La Guemara rejette cette preuve. Voici ce que les Sages disent à Rabbi Yehouda : Quelle différence y a-t-il pour moi si quelqu’un les perce au moment de l’abattage, et quelle différence y a-t-il pour moi si quelqu’un ne les perce pas au moment de l’abattage ? On peut percer les veines après l’abattage. Et Rabbi Yehouda soutient qu’au moment de l’abattage le sang sort du corps rapidement parce que le sang est chaud ; lorsque ce n’est pas au moment de l’abattage, le sang ne sort pas du corps rapidement parce qu’il est froid.
בָּעֵי רַבִּי יִרְמְיָה: וְורִידִין לְרַבִּי יְהוּדָה, שָׁהָה בָּהֶן, דָּרַס בָּהֶן, מַהוּ?
Rabbi Yirmeya soulève un dilemme : Lorsqu’on coupe les veines selon Rabbi Yehuda, si l’on interrompt l’acte au milieu de leur section , ou si l’on appuie sur le couteau et qu’on les coupe au lieu de faire aller et venir le couteau, quelle est la halakha ? Ces actions, qui invalident l’abattage lors de la coupe des simanim, invalident-elles aussi l’abattage lorsqu’elles sont effectuées lors de la coupe des veines ?
אֲמַר לֵיהּ הָהוּא סָבָא: הָכִי אָמַר רַבִּי אֶלְעָזָר, וְאָמְרִי לַהּ: אֲמַר לֵיהּ הָהוּא סָבָא לְרַבִּי אֶלְעָזָר, הָכִי אָמַר רַבִּי יוֹחָנָן: מְנַקְּבָן בְּקוֹץ וְהֵן כְּשֵׁרִין.
Un certain ancien lui dit : Voici ce que Rabbi Elazar a dit ; et certains disent qu’un certain ancien dit à Rabbi Elazar que voici ce que Rabbi Yoḥanan a dit : Il perce les veines avec une épine et leur section est valide.
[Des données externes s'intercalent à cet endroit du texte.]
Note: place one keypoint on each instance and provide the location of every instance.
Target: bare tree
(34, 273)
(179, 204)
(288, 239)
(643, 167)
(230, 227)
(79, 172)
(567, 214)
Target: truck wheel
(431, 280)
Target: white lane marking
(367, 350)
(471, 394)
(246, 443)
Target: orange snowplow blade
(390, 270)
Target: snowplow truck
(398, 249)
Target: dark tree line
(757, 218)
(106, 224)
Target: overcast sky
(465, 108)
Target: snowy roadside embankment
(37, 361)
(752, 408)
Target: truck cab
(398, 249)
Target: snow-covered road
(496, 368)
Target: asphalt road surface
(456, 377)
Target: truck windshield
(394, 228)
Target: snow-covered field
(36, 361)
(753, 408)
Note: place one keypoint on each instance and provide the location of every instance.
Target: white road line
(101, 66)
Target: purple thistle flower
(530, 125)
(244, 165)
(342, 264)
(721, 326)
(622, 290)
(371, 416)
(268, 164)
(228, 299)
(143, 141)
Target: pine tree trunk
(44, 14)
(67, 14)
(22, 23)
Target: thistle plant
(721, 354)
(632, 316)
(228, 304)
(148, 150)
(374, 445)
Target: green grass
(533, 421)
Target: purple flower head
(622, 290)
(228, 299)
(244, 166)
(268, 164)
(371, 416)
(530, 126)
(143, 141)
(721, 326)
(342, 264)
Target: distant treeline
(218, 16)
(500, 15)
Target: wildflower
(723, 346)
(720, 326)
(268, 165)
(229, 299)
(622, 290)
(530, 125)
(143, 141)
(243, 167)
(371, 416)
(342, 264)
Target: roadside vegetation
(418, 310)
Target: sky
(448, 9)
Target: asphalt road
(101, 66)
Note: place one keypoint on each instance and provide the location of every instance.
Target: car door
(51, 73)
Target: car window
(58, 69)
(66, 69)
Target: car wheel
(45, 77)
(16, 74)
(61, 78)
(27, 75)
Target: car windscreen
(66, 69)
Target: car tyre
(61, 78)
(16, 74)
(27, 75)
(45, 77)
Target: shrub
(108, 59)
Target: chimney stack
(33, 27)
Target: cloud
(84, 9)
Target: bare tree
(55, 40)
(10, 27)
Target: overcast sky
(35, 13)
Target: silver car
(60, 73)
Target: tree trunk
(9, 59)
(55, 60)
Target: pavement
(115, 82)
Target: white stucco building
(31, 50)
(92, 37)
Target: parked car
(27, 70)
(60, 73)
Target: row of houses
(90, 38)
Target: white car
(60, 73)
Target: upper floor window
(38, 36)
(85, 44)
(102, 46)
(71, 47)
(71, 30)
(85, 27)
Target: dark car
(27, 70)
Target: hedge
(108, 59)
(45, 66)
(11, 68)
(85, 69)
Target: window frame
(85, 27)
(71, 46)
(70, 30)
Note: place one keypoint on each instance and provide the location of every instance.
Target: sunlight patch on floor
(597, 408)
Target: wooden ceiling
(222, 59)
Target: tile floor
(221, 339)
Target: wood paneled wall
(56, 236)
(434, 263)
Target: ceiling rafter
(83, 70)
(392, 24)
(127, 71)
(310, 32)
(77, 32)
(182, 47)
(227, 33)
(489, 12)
La section des veines ne fait pas partie de l’abattage rituel.
תַּנְיָא כְּוָותֵיהּ דְּרַב חִסְדָּא: שָׁחַט שְׁנֵי חֲצָאֵי סִימָנִין בְּעוֹף – פָּסוּל, וְאֵין צָרִיךְ לוֹמַר בִּבְהֵמָה. רַבִּי יְהוּדָה אוֹמֵר: בְּעוֹף – עַד שֶׁיִּשְׁחוֹט אֶת הַוֶּושֶׁט וְאֶת הַוְּורִידִין.
La Guemara note qu’il est enseigné dans une baraitaconformément à l’opinion de Rav Ḥisda que Rabbi Yehuda exige la section des veines uniquement lors de l’abattage des oiseaux, et non lors de l’abattage des animaux. Si quelqu’un a coupé deux moitiés, une moitié de chacun des simanim, chez un oiseau, l’abattage n’est pas valide, et il va sans dire que l’abattage effectué de cette manière n’est pas valide dans le cas d’un animal. Rabbi Yehuda dit : Chez un oiseau l’abattage n’est pas valide jusqu’à ce qu’il coupe l’œsophage et les veines.
חֲצִי אֶחָד בְּעוֹף וְכוּ׳. אִתְּמַר: רַב אָמַר: מֶחֱצָה עַל מֶחֱצָה כְּרוֹב, רַב כָּהֲנָא אָמַר: מֶחֱצָה עַל מֶחֱצָה אֵינוֹ כְּרוֹב.
§ La michna enseigne : Si quelqu’un a coupé la moitié d’unsiman chez un oiseau ou un et demi simanim chez un animal, son abattage n’est pas valide. Il a été déclaré qu’il existe une controverse entre amoraïm. Rav a dit : Le statut halakhique d’un siman dont précisément la moitié a été coupée et dont la moitié est restée intacte est comme celui d’un siman dont la majorité a été coupée. Rav Kahana a dit : Le statut halakhique d’un siman dont précisément la moitié a été coupée et dont la moitié est restée intacte n’est pas comme celui d’un siman dont la majorité a été coupée.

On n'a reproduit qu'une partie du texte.